Last April, we looked at a then-recent decision on elected prosecutor conflicts by Division III of the Washington State Court of Appeals in State v. Nickels, 7 Wn. App. 2d 491, 434 P.3d 535 (2019). In Nickels, a lawyer who had represented the defendant in a murder trial was later elected county prosecutor while the case was on appeal. Once he assumed office, the prosecutor recused himself from the case. On remand, however, the defendant moved to disqualify the entire prosecutor’s office based on State v. Stenger, 111 Wn.2d 516, 760 P.2d 357 (1988), in which the Supreme Court imputed an elected prosecutor’s personal conflict to the prosecutor’s office as a whole. The trial court denied the motion, but Division III reversed—holding that the entire office must be disqualified under Stenger even though RPC 1.11 does not automatically impute a government lawyer’s personal conflict to the lawyer’s office as a whole.
Recently, the Supreme Court granted review and, in a 5-4 decision, affirmed the Court of Appeals. 2020 WL 480382 (Wn. Jan. 30, 2020).

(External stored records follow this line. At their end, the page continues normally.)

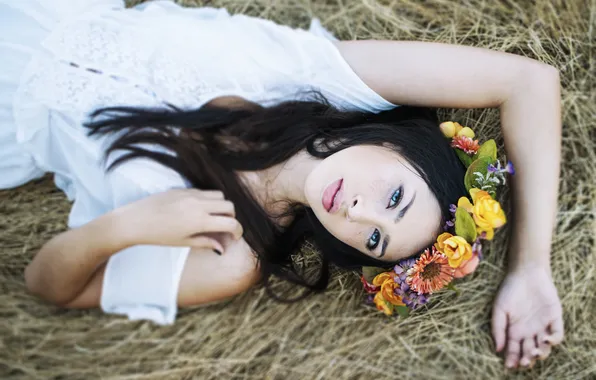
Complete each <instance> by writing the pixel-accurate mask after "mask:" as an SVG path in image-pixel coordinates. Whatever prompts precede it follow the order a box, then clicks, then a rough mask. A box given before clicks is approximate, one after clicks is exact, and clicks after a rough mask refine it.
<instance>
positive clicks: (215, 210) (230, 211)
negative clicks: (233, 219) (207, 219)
mask: <svg viewBox="0 0 596 380" xmlns="http://www.w3.org/2000/svg"><path fill="white" fill-rule="evenodd" d="M204 207H205V211H207V212H208V213H209V214H216V215H223V216H226V215H227V216H231V217H236V210H235V208H234V204H233V203H232V202H230V201H224V200H220V201H207V202H206V203H205V206H204Z"/></svg>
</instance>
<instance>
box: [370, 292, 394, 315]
mask: <svg viewBox="0 0 596 380" xmlns="http://www.w3.org/2000/svg"><path fill="white" fill-rule="evenodd" d="M373 302H374V303H375V305H376V306H377V309H379V310H381V311H382V312H383V313H385V315H391V314H393V308H392V307H390V306H389V304H388V303H387V301H385V298H383V295H382V294H381V292H378V293H377V294H376V295H375V298H374V299H373Z"/></svg>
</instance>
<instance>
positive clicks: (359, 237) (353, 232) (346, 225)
mask: <svg viewBox="0 0 596 380" xmlns="http://www.w3.org/2000/svg"><path fill="white" fill-rule="evenodd" d="M325 228H327V230H328V231H329V232H330V233H331V234H332V235H333V236H335V238H336V239H338V240H341V241H342V242H344V243H346V244H347V245H349V246H351V247H353V248H356V249H362V247H363V244H364V242H365V241H366V237H365V236H366V228H365V227H363V226H361V225H358V224H356V223H349V222H345V223H332V224H330V225H325Z"/></svg>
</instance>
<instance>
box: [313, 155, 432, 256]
mask: <svg viewBox="0 0 596 380" xmlns="http://www.w3.org/2000/svg"><path fill="white" fill-rule="evenodd" d="M304 192H305V196H306V199H307V201H308V203H309V206H310V207H311V208H312V210H313V212H314V213H315V215H316V216H317V218H318V219H319V221H320V222H321V223H322V224H323V226H324V227H325V228H326V229H327V230H328V231H329V232H330V233H331V234H332V235H333V236H335V237H336V238H337V239H339V240H341V241H343V242H344V243H346V244H348V245H350V246H351V247H353V248H356V249H358V250H359V251H361V252H363V253H365V254H367V255H369V256H372V257H374V258H377V259H380V260H383V261H397V260H400V259H402V258H406V257H409V256H411V255H413V254H415V253H417V252H419V251H420V250H422V249H424V248H425V247H427V246H428V245H430V244H431V243H432V242H433V241H434V239H436V237H437V235H438V234H439V232H440V227H441V225H440V224H441V211H440V207H439V204H438V202H437V200H436V198H435V196H434V195H433V194H432V193H431V191H430V189H429V188H428V186H427V185H426V183H425V182H424V180H423V179H422V178H421V177H420V175H419V174H418V173H417V172H416V171H415V170H414V169H413V168H412V167H411V166H410V165H409V164H408V163H407V161H406V160H405V159H404V158H403V157H401V156H400V155H399V154H398V153H396V152H395V151H393V150H391V149H389V148H383V147H379V146H371V145H362V146H353V147H350V148H346V149H344V150H341V151H339V152H337V153H335V154H332V155H331V156H329V157H327V158H326V159H324V160H322V161H321V162H320V164H319V165H318V166H316V168H315V169H314V170H313V171H312V172H311V173H310V174H309V176H308V178H307V180H306V186H305V190H304Z"/></svg>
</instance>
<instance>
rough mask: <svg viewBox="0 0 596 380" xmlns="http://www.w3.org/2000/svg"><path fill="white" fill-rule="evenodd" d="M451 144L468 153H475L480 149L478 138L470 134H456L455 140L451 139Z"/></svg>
mask: <svg viewBox="0 0 596 380" xmlns="http://www.w3.org/2000/svg"><path fill="white" fill-rule="evenodd" d="M451 146H452V147H454V148H458V149H461V150H463V151H464V152H466V153H467V154H474V153H476V152H478V149H480V145H478V140H472V139H471V138H469V137H468V136H455V137H454V138H453V140H451Z"/></svg>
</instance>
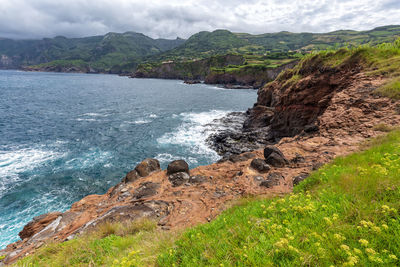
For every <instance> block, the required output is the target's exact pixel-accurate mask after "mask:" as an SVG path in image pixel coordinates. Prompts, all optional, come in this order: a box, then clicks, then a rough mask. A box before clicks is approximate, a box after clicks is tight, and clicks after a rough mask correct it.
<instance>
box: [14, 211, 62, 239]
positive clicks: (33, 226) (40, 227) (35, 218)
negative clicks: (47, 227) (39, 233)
mask: <svg viewBox="0 0 400 267" xmlns="http://www.w3.org/2000/svg"><path fill="white" fill-rule="evenodd" d="M60 215H61V212H50V213H46V214H42V215H39V216H37V217H34V218H33V219H32V221H30V222H29V223H28V224H27V225H25V226H24V229H22V231H21V232H19V234H18V235H19V237H20V238H21V239H22V240H23V239H26V238H29V237H32V236H33V235H34V234H35V233H38V232H40V231H42V230H43V229H44V228H45V227H46V226H47V225H49V224H50V223H51V222H53V221H54V220H55V219H57V218H58V217H59V216H60Z"/></svg>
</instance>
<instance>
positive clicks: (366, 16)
mask: <svg viewBox="0 0 400 267" xmlns="http://www.w3.org/2000/svg"><path fill="white" fill-rule="evenodd" d="M399 11H400V2H399V0H358V1H352V0H329V1H328V0H321V1H314V0H302V1H300V0H296V1H291V0H249V1H241V0H231V1H229V0H219V1H218V0H216V1H212V0H187V1H179V0H169V1H162V0H146V1H138V0H58V1H54V0H13V1H10V0H0V37H9V38H43V37H53V36H56V35H64V36H68V37H80V36H90V35H98V34H105V33H107V32H110V31H114V32H124V31H136V32H142V33H144V34H146V35H149V36H151V37H156V38H157V37H162V38H175V37H177V36H180V37H184V38H187V37H189V36H190V35H192V34H194V33H196V32H198V31H202V30H214V29H221V28H226V29H229V30H231V31H234V32H249V33H255V34H256V33H265V32H277V31H282V30H286V31H293V32H306V31H308V32H326V31H333V30H338V29H355V30H365V29H370V28H373V27H376V26H382V25H386V24H400V21H399V16H398V14H399Z"/></svg>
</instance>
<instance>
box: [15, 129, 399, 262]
mask: <svg viewBox="0 0 400 267" xmlns="http://www.w3.org/2000/svg"><path fill="white" fill-rule="evenodd" d="M399 145H400V132H399V131H394V132H392V133H389V134H388V135H387V136H386V137H381V138H378V139H375V140H373V141H372V142H370V143H369V148H368V149H367V150H366V151H364V152H360V153H355V154H352V155H350V156H347V157H342V158H337V159H336V160H334V161H333V162H332V163H331V164H328V165H326V166H324V167H323V168H321V169H320V170H318V171H316V172H314V173H313V174H312V175H311V176H310V177H309V178H307V179H306V180H305V181H304V182H302V183H301V184H300V185H298V186H297V187H295V189H294V192H293V193H292V194H290V195H287V196H285V197H278V198H272V199H259V200H244V201H243V204H242V205H239V206H236V207H234V208H231V209H229V210H227V211H225V212H224V213H223V214H222V215H220V216H219V217H218V218H217V219H215V220H214V221H212V222H211V223H209V224H204V225H201V226H198V227H195V228H192V229H189V230H187V231H186V232H184V233H183V234H181V233H176V232H165V231H161V230H157V229H156V226H155V224H154V223H152V222H147V221H139V222H136V223H133V224H131V225H123V224H120V223H114V224H107V225H103V226H101V227H100V228H99V229H98V230H97V231H96V232H93V233H91V234H89V235H84V236H81V237H78V238H76V239H74V240H71V241H67V242H64V243H62V244H49V245H47V246H46V247H44V248H41V249H40V250H39V251H38V252H36V253H35V254H34V255H31V256H28V257H26V258H24V259H22V260H20V261H19V262H18V263H17V264H16V265H17V266H88V265H90V266H154V265H156V266H310V265H312V266H383V265H384V266H398V264H399V258H400V254H399V251H400V242H399V240H400V220H399V210H400V202H399V201H398V200H399V198H400V190H399V188H400V177H399V175H398V173H399V172H400V161H399V157H400V154H399Z"/></svg>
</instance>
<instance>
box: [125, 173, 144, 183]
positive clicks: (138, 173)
mask: <svg viewBox="0 0 400 267" xmlns="http://www.w3.org/2000/svg"><path fill="white" fill-rule="evenodd" d="M139 178H140V175H139V173H138V172H137V171H136V170H132V171H130V172H128V174H127V175H126V176H125V178H124V179H123V180H122V181H123V182H124V183H131V182H134V181H136V180H137V179H139Z"/></svg>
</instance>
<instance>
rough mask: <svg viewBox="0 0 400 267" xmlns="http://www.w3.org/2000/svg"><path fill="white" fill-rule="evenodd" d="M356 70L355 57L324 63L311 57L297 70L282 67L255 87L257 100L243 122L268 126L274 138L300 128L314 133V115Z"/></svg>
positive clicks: (311, 132)
mask: <svg viewBox="0 0 400 267" xmlns="http://www.w3.org/2000/svg"><path fill="white" fill-rule="evenodd" d="M360 70H361V67H360V64H358V61H357V59H353V60H349V61H348V62H345V63H343V64H342V65H340V66H338V67H326V66H324V64H323V62H322V61H321V59H320V58H318V57H314V58H311V59H310V60H309V62H307V63H303V66H302V67H301V68H300V69H299V71H298V72H296V73H295V72H294V71H290V70H289V71H285V72H284V73H282V75H281V76H280V77H279V78H278V79H276V80H275V81H273V82H271V83H269V84H267V85H266V86H265V87H263V88H261V89H260V90H259V91H258V98H257V103H256V104H255V106H254V107H253V108H252V109H250V110H249V117H248V119H247V120H246V123H245V126H246V128H248V129H257V128H260V127H266V126H269V127H270V130H271V133H272V135H273V137H274V138H282V137H287V136H294V135H296V134H299V133H301V132H302V131H303V130H304V131H305V132H308V133H315V132H317V131H318V129H319V127H318V124H317V118H318V117H319V116H320V115H321V114H322V113H323V112H324V111H325V110H326V109H327V107H328V106H329V105H330V103H331V99H332V97H333V96H334V95H335V94H336V93H337V92H340V91H341V90H343V88H346V87H348V86H349V84H350V83H351V82H352V81H353V80H352V77H353V76H354V75H355V74H357V73H358V72H359V71H360ZM290 81H293V82H290Z"/></svg>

The Supreme Court majority adhered to Stenger—harmonizing it with RPC 1.11 by reading the RPC as applying to government lawyers generally and Stenger as only applying to the state’s 39 elected prosecutors:
“[RPC 1.11] enumerate[s] a general rule for imputation of conflicts of interest between government attorneys and their offices that we read in harmony with Stenger’s narrow rule. Accordingly, we hold that office-wide disqualification is presumptively proper when an elected prosecutor has previously represented the defendant in the same case or closely interwoven matter.” Id. at *3.
The dissent argued that 2006 amendments to the RPCs effectively superseded Stenger. While noting several associated amendments, the dissent focused on Comment 2 to RPC 1.11, which reads, in relevant part:
“Because of the special problems raised by imputation within a government agency, paragraph (d) does not impute the conflicts of a lawyer currently serving as an officer or employee of the government to other associated government officers or employees, although ordinarily it will be prudent to screen such lawyers.” Id. at *7.

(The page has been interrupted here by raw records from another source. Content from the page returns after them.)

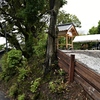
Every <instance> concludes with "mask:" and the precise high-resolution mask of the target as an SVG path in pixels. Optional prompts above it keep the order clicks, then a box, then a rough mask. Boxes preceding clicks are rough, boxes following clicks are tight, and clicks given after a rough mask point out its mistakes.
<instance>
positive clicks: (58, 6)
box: [45, 0, 66, 72]
mask: <svg viewBox="0 0 100 100" xmlns="http://www.w3.org/2000/svg"><path fill="white" fill-rule="evenodd" d="M65 3H66V0H49V9H50V10H49V14H50V25H49V31H48V40H47V51H46V59H45V69H46V71H45V72H48V70H49V69H50V67H51V66H52V65H53V64H54V63H55V61H56V59H57V36H58V29H57V27H56V22H57V15H58V12H59V9H60V8H61V7H62V6H63V5H64V4H65Z"/></svg>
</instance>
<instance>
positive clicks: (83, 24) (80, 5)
mask: <svg viewBox="0 0 100 100" xmlns="http://www.w3.org/2000/svg"><path fill="white" fill-rule="evenodd" d="M67 1H68V3H67V5H65V6H64V7H63V8H62V9H63V10H65V11H66V12H67V13H70V14H74V15H76V16H77V17H78V18H79V20H80V21H81V25H82V28H81V29H80V30H81V31H84V33H87V32H88V30H89V29H90V28H91V27H92V26H97V25H98V21H99V20H100V0H67Z"/></svg>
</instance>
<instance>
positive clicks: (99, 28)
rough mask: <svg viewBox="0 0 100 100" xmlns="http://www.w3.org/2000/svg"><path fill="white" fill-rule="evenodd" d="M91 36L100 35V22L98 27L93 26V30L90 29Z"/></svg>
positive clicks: (92, 28)
mask: <svg viewBox="0 0 100 100" xmlns="http://www.w3.org/2000/svg"><path fill="white" fill-rule="evenodd" d="M89 34H100V21H99V22H98V25H97V26H96V27H95V26H93V27H92V28H91V29H89Z"/></svg>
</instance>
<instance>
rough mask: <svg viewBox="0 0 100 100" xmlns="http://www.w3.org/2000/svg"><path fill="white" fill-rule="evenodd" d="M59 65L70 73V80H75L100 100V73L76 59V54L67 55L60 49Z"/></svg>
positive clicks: (97, 98)
mask: <svg viewBox="0 0 100 100" xmlns="http://www.w3.org/2000/svg"><path fill="white" fill-rule="evenodd" d="M57 56H58V65H59V67H61V68H62V69H63V70H65V71H66V72H67V73H68V75H69V82H73V81H74V80H75V81H76V82H77V83H79V84H81V85H82V86H83V88H84V90H85V91H86V92H87V93H88V94H89V95H90V96H91V97H92V98H93V99H94V100H100V75H99V74H98V73H95V72H94V71H93V70H91V69H90V68H88V67H86V66H85V65H82V64H81V63H79V62H77V61H76V60H75V55H70V56H69V55H67V54H65V53H64V52H62V51H60V50H58V54H57Z"/></svg>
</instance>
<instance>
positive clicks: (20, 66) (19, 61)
mask: <svg viewBox="0 0 100 100" xmlns="http://www.w3.org/2000/svg"><path fill="white" fill-rule="evenodd" d="M1 64H2V75H1V76H2V79H5V80H6V81H7V80H9V78H12V77H13V76H14V75H15V74H18V73H19V70H18V68H22V70H21V69H20V71H21V72H22V71H23V68H24V67H25V66H26V64H27V60H26V59H25V58H24V57H23V56H22V52H21V51H20V50H11V51H9V52H8V53H7V54H5V55H4V56H3V57H2V61H1ZM22 74H23V73H22ZM24 74H25V71H24Z"/></svg>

Because the prosecutor in Nickels had clearly participated in the defense of the same case when he was in private practice, neither the majority nor the dissent at the Supreme Court addressed Stenger’s exception for “extraordinary circumstances.” The contours of Stenger are discussed further in Professor Aronson’s Chapter 7 in the WSBA deskbook, Law of Lawyering in Washington.